Afirmava Tomé Pires ter Demak mais habitantes do que qualquer outro porto de Sunda ou de Java. Devido à riqueza do solo, naturalmente fertilizado pelos vulcões e com vertentes favoráveis a uma boa irrigação, abundava aí o arroz, produto exportado para Malaca, cidade com a qual o sultanato sempre manteve boas relações mesmo após esta ter passado para a Coroa Portuguesa. Demak era, pois, movimentado ancoradouro à entrada do amplo canal que separava Java da vulcânica ilha de Muria. Nas suas águas, entre os séculos XV e XVIII, navegavam inúmeros navios rumo às apetecidas “ilhas das especiarias”. Sensivelmente a meio desse conduto (hoje em dia aterrado) desaguava o rio Serang, fulcral no acesso ao interior onde se cultivava o arroz.

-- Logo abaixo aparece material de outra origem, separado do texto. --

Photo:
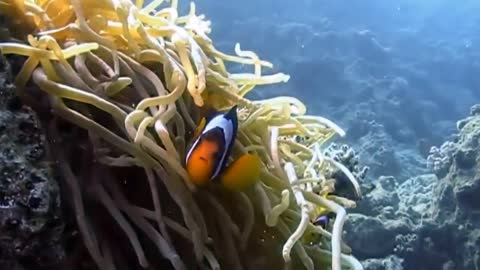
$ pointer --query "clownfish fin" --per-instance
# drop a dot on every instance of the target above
(199, 128)
(242, 173)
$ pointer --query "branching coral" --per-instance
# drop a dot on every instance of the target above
(129, 74)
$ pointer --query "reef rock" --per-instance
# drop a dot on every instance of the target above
(430, 221)
(30, 224)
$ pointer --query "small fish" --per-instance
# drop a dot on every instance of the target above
(323, 220)
(207, 158)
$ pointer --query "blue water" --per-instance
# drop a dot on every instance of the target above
(397, 75)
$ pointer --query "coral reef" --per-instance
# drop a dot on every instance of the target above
(124, 82)
(427, 221)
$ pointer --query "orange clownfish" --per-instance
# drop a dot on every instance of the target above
(207, 158)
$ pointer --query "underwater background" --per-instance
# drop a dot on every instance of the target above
(401, 77)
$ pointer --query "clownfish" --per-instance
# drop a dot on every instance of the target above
(207, 158)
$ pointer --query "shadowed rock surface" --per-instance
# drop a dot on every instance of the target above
(30, 222)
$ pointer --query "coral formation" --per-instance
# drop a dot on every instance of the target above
(428, 221)
(130, 78)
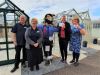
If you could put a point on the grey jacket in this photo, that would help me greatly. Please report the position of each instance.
(29, 41)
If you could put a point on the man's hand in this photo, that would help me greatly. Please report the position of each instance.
(36, 45)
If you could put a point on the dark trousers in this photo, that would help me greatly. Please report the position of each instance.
(17, 55)
(63, 48)
(48, 53)
(76, 56)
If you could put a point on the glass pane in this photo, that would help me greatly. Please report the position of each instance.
(10, 23)
(3, 52)
(11, 52)
(11, 46)
(2, 35)
(3, 55)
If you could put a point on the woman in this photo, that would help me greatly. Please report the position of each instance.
(33, 43)
(64, 37)
(76, 38)
(48, 31)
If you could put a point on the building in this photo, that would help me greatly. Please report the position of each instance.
(96, 28)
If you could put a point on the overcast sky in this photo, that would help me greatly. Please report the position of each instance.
(38, 8)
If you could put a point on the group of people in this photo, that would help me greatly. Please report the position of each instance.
(36, 40)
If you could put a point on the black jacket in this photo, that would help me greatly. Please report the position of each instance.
(67, 31)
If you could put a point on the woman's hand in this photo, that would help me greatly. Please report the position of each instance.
(36, 45)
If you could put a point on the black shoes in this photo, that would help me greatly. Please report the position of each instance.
(37, 67)
(76, 64)
(72, 61)
(31, 68)
(14, 69)
(24, 65)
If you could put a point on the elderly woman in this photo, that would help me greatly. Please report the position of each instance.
(64, 37)
(76, 38)
(33, 38)
(48, 30)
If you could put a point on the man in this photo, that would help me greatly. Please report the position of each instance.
(64, 37)
(18, 38)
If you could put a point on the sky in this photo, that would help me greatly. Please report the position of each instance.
(38, 8)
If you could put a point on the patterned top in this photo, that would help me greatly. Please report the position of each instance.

Com uma localização estratégica destas Demak tinha tudo para se tornar em lugar de sobejo valor. Vetusta crónica chinesa encontrada num templo em Semarang aponta Raden Patah como fundador da cidade, “numa área pantanosa a norte de Semarang”. Ilustra superiormente o poder deste monarca o nosso Tomé Pires ao afirmar que “se Albuquerque fizesse as pazes com o Senhor de Demak, toda a Java seria forçada a fazer as pazes com ele”.

Além das cidades-Estado javanesas, Raden Patah senhoreava também os portos de Jambi e Palembang, no leste de Samatra. E como grande parte da riqueza citadina provinha do comércio e do controlo costeiro, não será desacertado considerar Demak uma verdadeira talassocracia. A Raden Patah sucederia o cunhado, Pati Unus (ou Adipati Yunus), que governou de 1518 a 1521. Antes de sentar no trono, administrara este nobre javanês um Estado vassalo, ao norte, chamado Jepara. Yunus – a forma em Árabe de Jonas, o profeta que passou três dias no ventre de uma baleia – é, de resto, personagem frequente nos textos portugueses, embora não conste dos anais javaneses. Na Suma Oriental, por exemplo, Pires refere-se a ele como “Pate Onus” ou “Pate Unus”, cunhado de “Pate Rodim (Raden Patah), o senhor de Demak”.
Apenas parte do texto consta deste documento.